1. Field of the Disclosure
The present disclosure relates to an apparatus and method for maintaining consistent rotational speed of a rotary nozzle sprinkler with viscous damping when the arc of coverage is adjusted resulting in varying water flow rates.
2. Related Art
Rotary sprinklers using viscous dampening have been in use in the irrigation industry for more than fifteen years. Viscous damping resistance is provided to apply a specific amount of friction to counter movement of a deflector of the rotary sprinkler when a force is applied to it. Viscous damping has several advantages over gear driven sprinklers or impact sprinklers. For example, viscous damped sprinklers have fewer moving parts and a longer life. One drawback of viscous damped sprinklers is the inability to control the speed of rotation over varying water flow and pressure ranges.
Today, in the sprinkler industry, there are several manufacturers of rotary nozzles. These rotary nozzles use viscous damping, which is known in the art, to limit the speed at which the sprinklers rotate. Viscous damping relies upon oils or greases to create friction to limit sprinkler rotation speeds. Viscous damped units, however, typically are unable to maintain a consistent rotational speed over a wide range of pressure and flow rates. Another problem may arise when a small arc of coverage is selected, where the viscous damped sprinkler will have a very low flow rate. The low flow rate may not provide enough kick, or rotational force, to rotate the deflector and the rotary nozzle will stop rotating or stall.
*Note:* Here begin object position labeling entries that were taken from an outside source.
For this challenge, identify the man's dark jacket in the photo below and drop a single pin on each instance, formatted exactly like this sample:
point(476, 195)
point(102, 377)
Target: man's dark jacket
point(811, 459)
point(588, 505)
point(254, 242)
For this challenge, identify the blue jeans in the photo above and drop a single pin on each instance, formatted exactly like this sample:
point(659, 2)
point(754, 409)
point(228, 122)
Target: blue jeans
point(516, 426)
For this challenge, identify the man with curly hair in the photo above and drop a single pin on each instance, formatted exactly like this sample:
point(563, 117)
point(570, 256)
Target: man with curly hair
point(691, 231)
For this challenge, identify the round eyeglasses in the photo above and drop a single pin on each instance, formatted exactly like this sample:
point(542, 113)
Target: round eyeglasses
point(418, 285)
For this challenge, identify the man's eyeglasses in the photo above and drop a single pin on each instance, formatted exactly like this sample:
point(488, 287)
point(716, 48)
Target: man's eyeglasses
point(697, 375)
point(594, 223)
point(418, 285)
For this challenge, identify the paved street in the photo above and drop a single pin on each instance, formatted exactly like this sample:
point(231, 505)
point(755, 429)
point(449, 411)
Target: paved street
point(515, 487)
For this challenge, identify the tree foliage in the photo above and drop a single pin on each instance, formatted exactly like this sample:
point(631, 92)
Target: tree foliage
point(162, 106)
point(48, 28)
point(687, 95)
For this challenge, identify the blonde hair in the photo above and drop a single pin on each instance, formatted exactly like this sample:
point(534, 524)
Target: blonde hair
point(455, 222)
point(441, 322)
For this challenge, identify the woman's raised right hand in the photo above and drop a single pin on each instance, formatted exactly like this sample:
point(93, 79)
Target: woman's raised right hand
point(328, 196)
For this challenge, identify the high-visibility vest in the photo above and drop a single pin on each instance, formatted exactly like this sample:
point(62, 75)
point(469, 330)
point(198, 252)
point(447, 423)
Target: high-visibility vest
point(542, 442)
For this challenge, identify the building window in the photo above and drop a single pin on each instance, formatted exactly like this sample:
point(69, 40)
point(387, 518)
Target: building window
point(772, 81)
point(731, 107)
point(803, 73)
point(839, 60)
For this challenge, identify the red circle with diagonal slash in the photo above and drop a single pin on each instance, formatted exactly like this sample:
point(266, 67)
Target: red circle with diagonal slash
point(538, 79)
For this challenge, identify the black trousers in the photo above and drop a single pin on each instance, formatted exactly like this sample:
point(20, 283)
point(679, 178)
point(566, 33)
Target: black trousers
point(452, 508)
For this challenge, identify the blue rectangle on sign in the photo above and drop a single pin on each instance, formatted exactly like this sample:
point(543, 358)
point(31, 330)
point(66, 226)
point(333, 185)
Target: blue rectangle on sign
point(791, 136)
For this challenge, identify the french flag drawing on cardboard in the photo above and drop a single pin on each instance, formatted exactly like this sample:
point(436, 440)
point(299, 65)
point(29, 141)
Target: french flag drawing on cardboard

Water deflection at the discharge point is what typically determines the power and rotational speed. Viscous damped rotary nozzles utilize a deflector with multiple fixed angular slots, or channels, which discharge the water off the deflector in streams. As the water is discharged from the internal valve it strikes the deflector and force is exerted on the deflector supplying the power to rotate the deflector while the viscous oil limits the speed of the turning deflector. The limitation of the current designs on the market is that as the arc of coverage increased, the flow against the deflector increases to maintain matched precipitation. This results in an increase in the rotational speed of the deflector because there are more streams of water and more force exerted on the deflector. Currently, in the industry, contractors and consumers have to purchase rotary nozzles in fixed patterns 90, 180, 270, and 360 degrees or nozzles that have limited adjustable range. These units in order to maintain speed over different flow rates all have unique deflectors to compensate for the amount of water to control the speed. The limitation with these conventional units that are currently on the market is that if the flow or pressure is changed, the rotation speed of the sprinkler increases or decreases. That is, there is no mechanism to change or control the rotational speed. A few manufacturers offer adjustable units that are adjustable only through a limited range, not 80 to 360 degrees.
Accordingly, it would be desirable to provide a deflector of a rotary sprinkler that avoids these and other problems.